Die SPD rüttelt am Fundament des deutschen Sozialstaats und bringt eine neue Abgabe zur Finanzierung des Gesundheitssystems ins Spiel. Das geht aus einer Beschlussvorlage für die Vorstandsklausur der Sozialdemokraten hervor, über die der „Spiegel“ berichtet. Grundlage des Papiers ist ein Zwischenbericht der parteiinternen Sozialstaatskommission – und der hat es in sich. Denn nach Ansicht der SPD tragen bislang vor allem die Arbeitseinkommen die Hauptlast von Gesundheits- und Pflegesystem. Das sei eine enorme Belastung für viele Menschen und stehe der sozialen Gerechtigkeit im Weg. Genau deshalb arbeitet die Partei an einer neuen Finanzierungslösung, die auch jene zur Kasse bittet, „die bislang keinen gerechten Beitrag dazu leisten“.

In der Vorlage ist von einer „gerechten und zweckgebundenen Lösung“ die Rede, die alle Einkommensarten umfassen soll. Im Gegenzug will die SPD die klassischen Kassenbeiträge senken. Was zunächst technisch und trocken klingt, entpuppt sich bei genauerem Hinsehen als echter Paradigmenwechsel in der Gesundheitspolitik.

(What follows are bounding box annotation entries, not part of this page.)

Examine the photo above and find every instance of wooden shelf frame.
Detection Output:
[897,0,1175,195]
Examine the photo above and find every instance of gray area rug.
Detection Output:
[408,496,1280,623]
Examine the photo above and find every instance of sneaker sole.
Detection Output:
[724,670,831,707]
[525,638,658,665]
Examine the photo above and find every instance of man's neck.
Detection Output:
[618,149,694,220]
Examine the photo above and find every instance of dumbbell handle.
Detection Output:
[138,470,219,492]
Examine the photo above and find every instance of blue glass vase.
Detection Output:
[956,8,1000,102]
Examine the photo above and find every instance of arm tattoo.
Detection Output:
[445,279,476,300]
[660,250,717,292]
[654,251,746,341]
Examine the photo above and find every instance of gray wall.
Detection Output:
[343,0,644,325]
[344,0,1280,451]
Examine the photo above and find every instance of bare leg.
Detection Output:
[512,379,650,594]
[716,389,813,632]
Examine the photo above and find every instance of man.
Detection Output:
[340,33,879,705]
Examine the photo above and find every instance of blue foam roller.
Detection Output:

Künftig sollen nicht nur Erwerbseinkommen herangezogen werden, sondern auch Kapitaleinkünfte oder Mieteinnahmen. Der Kreis der Beitragszahler würde damit deutlich ausgeweitet. Bislang spielen Dividenden oder Mieten nur für freiwillige Mitglieder der Gesetzlichen Krankenversicherung eine Rolle – und selbst dort nur bis zur sogenannten Beitragsbemessungsgrenze.

Doch damit nicht genug: Auch beim Thema Rente greift die SPD tief in die Systemfrage ein. Als weiteren Baustein zur Finanzierung des Sozialstaats fordert sie eine Ausweitung der Rentenversicherungspflicht auf Beamte, Selbstständige und Mandatsträger. Die Botschaft ist klar und unmissverständlich: „Ein solidarisches Alterssicherungssystem muss langfristig alle Erwerbstätigen einbeziehen. Wer arbeitet, zahlt ein“, heißt es in der Beschlussvorlage. Neue Verbeamtungen wollen die Sozialdemokraten zudem auf hoheitliche Aufgaben beschränken und so die Zahl der Beamten insgesamt reduzieren.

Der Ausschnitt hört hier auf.